Here are Kaplan’s three marketing lessons to build long-term connections with customers.

1. Think niche—even if your audience is wide

“You can’t be everything to everyone, because then you’re nothing to anyone,” Kaplan said. Instead, he thinks about how the brand shows up within subcultures like hip-hop.

  • In July, Pepsi announced a partnership with The Notorious B.I.G. estate to honor the 50th anniversary of hip-hop.
  • The collaboration brought Biggie Smalls’ presence to digital and physical spaces, including street art and limited-edition Pepsi cans, tapping into the hip-hop community.
  • These collabs get people talking about your brand, a powerful tool for Pepsi, “a 125-year-old category that’s not top of mind,” Kaplan said. “It’s driving new ways for consumers to experience our brand.”

2. Go beyond surface-level advertising

“Rather than chase the consumer, following them everywhere, think about building deeper, more immersive brand experiences where they can find you,” Kaplan said. “It’s the idea of an opt-in cultural environment that you create … where consumers can choose to engage with you.”

  • He noted the “Barbie” movie as a recent example, which turned brand storytelling for Mattel into a 2-hour movie that consumers paid to watch in droves.
  • The film’s success is seen in Mattel’s earnings, which saw a 16% YoY growth of gross billings for Barbie toys in Q3.
  • Its impact also fueled Barbie searches on Amazon and a 56% increase in doll sales for Shopify.

3. Strive for brand longevity

It’s easy to put most of your marketing efforts on bottom-funnel strategies because they’re easier to measure ROI, Kaplan said, pointing toward abandoned cart emails.
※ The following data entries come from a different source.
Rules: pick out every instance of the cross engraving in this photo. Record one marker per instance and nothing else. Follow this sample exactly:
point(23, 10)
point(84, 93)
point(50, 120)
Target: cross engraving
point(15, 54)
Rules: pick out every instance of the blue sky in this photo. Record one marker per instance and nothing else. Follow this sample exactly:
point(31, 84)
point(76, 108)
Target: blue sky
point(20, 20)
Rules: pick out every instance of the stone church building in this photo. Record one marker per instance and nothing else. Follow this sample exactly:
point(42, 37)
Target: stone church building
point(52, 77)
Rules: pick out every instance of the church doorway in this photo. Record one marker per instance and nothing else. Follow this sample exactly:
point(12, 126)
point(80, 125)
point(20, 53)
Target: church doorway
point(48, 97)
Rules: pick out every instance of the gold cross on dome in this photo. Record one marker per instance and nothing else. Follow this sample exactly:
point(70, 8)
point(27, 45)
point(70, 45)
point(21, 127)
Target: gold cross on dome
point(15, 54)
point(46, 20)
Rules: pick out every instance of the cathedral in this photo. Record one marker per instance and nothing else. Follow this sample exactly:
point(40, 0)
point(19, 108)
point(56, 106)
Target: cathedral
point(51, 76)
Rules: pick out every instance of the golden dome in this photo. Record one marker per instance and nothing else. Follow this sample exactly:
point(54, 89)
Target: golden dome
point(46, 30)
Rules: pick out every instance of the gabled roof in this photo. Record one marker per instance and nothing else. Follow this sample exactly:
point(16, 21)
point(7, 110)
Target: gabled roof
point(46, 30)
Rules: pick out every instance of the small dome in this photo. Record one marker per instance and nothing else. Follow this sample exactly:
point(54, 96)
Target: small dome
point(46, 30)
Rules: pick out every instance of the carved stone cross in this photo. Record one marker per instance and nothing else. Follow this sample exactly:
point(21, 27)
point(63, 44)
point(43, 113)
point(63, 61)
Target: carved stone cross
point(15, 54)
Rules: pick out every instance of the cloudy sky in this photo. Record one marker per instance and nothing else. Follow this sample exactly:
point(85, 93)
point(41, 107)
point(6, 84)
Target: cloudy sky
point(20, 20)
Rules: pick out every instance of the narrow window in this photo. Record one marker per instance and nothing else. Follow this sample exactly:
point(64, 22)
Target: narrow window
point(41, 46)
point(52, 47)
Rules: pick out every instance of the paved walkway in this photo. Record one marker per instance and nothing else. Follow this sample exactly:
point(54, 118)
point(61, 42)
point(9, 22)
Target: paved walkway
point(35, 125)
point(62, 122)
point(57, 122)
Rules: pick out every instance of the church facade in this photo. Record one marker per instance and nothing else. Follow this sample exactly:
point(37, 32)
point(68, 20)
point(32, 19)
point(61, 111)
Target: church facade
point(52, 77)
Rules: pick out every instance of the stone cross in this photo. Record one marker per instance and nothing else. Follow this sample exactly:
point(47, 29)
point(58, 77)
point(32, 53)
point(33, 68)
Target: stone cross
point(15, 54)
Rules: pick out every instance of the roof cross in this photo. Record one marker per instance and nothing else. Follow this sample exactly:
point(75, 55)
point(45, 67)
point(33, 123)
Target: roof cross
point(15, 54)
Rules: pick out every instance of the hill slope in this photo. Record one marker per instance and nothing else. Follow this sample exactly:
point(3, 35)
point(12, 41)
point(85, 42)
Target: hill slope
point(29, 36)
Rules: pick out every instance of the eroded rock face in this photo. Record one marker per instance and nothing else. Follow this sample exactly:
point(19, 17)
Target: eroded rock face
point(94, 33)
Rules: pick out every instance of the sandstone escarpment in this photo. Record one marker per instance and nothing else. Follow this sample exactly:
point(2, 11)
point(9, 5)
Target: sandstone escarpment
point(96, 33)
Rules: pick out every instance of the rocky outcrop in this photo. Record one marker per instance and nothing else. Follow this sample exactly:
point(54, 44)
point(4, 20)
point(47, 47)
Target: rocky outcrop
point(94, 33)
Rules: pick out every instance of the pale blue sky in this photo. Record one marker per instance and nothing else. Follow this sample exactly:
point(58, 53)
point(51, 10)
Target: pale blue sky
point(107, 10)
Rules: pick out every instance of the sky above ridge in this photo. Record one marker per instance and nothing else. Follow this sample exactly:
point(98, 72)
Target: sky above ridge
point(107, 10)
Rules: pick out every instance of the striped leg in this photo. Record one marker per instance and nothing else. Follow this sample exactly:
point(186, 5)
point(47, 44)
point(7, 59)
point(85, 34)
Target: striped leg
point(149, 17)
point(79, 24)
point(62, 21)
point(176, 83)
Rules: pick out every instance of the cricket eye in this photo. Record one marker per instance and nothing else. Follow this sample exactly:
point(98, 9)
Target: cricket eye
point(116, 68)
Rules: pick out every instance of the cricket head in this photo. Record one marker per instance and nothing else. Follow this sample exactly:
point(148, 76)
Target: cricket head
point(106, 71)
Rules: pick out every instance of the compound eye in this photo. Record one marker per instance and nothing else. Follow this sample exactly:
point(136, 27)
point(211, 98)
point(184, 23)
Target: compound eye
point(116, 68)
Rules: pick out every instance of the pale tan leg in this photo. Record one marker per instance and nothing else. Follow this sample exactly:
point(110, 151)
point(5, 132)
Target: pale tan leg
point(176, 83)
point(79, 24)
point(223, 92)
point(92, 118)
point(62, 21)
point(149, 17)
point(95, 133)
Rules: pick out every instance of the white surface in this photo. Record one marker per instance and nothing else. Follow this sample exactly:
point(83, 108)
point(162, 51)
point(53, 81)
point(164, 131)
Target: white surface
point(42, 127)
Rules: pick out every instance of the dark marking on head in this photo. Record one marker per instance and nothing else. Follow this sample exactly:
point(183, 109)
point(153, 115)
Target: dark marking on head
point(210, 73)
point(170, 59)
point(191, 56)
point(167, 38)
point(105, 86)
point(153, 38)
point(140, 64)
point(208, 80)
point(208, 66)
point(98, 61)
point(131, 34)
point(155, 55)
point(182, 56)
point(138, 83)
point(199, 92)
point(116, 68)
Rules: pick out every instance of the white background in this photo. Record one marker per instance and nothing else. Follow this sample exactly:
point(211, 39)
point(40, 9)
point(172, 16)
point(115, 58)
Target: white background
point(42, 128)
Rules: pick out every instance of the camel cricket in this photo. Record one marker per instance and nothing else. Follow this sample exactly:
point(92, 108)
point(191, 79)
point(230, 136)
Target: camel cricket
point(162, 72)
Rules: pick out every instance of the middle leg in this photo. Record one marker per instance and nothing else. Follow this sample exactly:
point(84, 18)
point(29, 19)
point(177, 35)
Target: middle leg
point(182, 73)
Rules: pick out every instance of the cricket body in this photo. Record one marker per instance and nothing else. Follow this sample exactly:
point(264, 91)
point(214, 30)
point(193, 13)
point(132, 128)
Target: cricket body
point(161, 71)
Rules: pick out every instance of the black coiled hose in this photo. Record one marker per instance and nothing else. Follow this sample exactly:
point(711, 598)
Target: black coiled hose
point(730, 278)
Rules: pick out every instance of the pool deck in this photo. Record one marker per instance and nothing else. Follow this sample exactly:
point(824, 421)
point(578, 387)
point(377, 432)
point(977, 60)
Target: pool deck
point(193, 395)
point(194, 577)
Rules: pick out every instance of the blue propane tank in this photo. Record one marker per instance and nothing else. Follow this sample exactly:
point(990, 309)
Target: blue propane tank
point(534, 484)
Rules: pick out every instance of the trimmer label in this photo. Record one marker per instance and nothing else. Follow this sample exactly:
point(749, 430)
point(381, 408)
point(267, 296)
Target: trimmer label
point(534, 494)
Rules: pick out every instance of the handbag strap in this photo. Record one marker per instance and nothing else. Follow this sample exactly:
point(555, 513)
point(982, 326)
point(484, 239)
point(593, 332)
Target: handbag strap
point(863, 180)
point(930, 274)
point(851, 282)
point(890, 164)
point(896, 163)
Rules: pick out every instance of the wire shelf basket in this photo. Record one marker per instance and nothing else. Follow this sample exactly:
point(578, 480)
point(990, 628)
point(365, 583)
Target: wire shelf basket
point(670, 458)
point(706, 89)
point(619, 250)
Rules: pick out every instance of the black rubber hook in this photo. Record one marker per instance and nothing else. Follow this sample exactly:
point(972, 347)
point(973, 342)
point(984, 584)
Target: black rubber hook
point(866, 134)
However, “you can sell a product all day long and push people through the funnel, but brands are what people have tattooed on their bodies—it’s an emotional connection.”

  • He suggests working with creators to foster connections between their followers and your brand.
  • Often, creators are not just the talent—they’re also the creative agency, the production partner, the media platform, and the distribution channel. So Kaplan has learned how to hand over the reins and say, “here are the keys to do something cool with Pepsi—have fun.”
  • For example, other advertisers may have doubted the idea of a dialogue-free video creative. But for the launch of Nitro Pepsi in March 2022, the brand worked with TikTok creator Khaby Lame, who is known to 162.1 million followers for his silent short skits.

“Transactions are fleeting,” Kaplan said, especially for a “low-involvement” consumer packaged goods brand such as Pepsi, which doesn’t require the same purchase consideration that an expensive purse would. “Brands have staying power and real loyalty—and that’s where you get pricing power in the future, differentiation from the competition, and develop deeper brand love.”